Lessons from taking a co-design approach to High Performance Computing, in conversation with Gaurav Kaul

in-flight entertainment

So here is the landmark scientific paper published in Nature, that explains how Google-backed artificial intelligence company DeepMind trained an artificial intelligence model to control nuclear fusion; a problem that the Swiss Plasma Centre have been simulating for more than 20 years. It may seem pretty mental that a company that has historically never been in the game for nuclear fusion, has come into the room and solved a problem that they have no knowledge of. But the generalists out there will understand that this isn’t as far-fetched as one might think for one reason, and one reason only: it’s less about learning the subject, and more about learning how to learn. To illustrate this, here’s a Digital Anthroconomy summary of the paper to understand how DeepMind cracked a 20 year old problem of controlling the plasma for nuclear fusion…

Plasma describes a state of matter, just like solids, liquids and gases, that forms when you super-super-super-heat a gas to the point where the electrons actually become detached from the atoms (protons and neutrons). Anyone who studied physics or chemistry at the age of 13 should know that this turns a neutrally charged atom, into an electrically charged ion. Now that we have a superheated ball of electrically charged ionic gas called plasma (which is the easy part) the goal of nuclear fusion is to make these ions bump into each other and fuse together which releases a heavenly amount of energy, the same way the sun releases energy. But the challenge the Swiss Plasma Centre had was arranging this cloud of plasma into the right shape to promote collisions between these ions. What made the challenge even harder was that the shape of the plasma needs to change with time (similar to how the strength of wind needed to maintain a fire changes with time). So at each point in time, the specific shape of this electrically charged gas needs to change.
To shape the gas we can use electromagnetic fields (produced by electromagnets) that the electrically charged gas will align with. So the question becomes “how do we choose the right shape of electromagnetic field, at the right time, and make sure it changes at the right time, to promote ion collision”. Well, the pre-DeepMind way was to calculate the exact conditions of the gas at each point in time, and calculate the optimum shape for the gas to have for each of these points in time.
“We will need deep scientific knowledge to understand how the plasma conditions at each point in time are different”, said Swiss Plasma Centre. “Let’s spend the next 20 years trying to do that”.
“Hold on”, said DeepMind. “We don’t need to create a new model of the conditions for each point in time from scratch, we just need to create a method where if the shape being simulated looks like its getting a step closer to the end goal (the end goal being more ion collision) then we roll with that and tell the simulation to keep going”.
This is a method called reinforcement learning; an AI tool that gets a simulation to reach its programmed end goal, not by controlling each stage of the model every step of the way, but by smiling at it and encouraging it further every time it does something the moves further towards the end goal.

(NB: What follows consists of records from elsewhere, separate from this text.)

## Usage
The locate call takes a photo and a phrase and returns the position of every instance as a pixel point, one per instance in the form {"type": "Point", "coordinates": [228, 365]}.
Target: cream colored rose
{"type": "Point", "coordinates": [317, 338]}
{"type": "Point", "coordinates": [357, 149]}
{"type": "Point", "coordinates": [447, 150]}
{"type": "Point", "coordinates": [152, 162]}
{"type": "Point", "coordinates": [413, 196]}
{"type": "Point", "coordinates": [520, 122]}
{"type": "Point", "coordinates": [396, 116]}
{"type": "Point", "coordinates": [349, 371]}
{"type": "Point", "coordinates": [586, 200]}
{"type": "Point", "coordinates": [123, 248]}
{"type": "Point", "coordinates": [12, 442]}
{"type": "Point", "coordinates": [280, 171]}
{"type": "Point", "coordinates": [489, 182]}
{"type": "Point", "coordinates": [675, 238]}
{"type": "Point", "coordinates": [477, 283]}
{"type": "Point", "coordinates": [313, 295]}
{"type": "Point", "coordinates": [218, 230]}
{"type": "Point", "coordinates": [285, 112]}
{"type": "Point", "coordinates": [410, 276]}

So what does this have to do with taking a co-design view of High Performance Computing?

Well the real smarts of DeepMind’s approach wasn’t necessarily the fancy technology itself, nor the impressive words like “nuclear fusion” and “electrically charged ionic plasma”. The smarts was in their ability to step back and understand two things –
1. “Hey, why are we spending so much time on each tiny individual detail and process, when we can zoom out, clearly define the end goal and just make sure each stage is aligning with the end goal”
2. “Generalists can unite a team in extremely powerful and productive ways, because whilst specialist knowledge is absolutely necessary, it is a holistic viewpoint that drives new solutions with a fresh perspective”.

The world of start-ups and entrepreneurship shares very closely related mottos that are “Start with the end in mind” and “Move toward the vision as a collective”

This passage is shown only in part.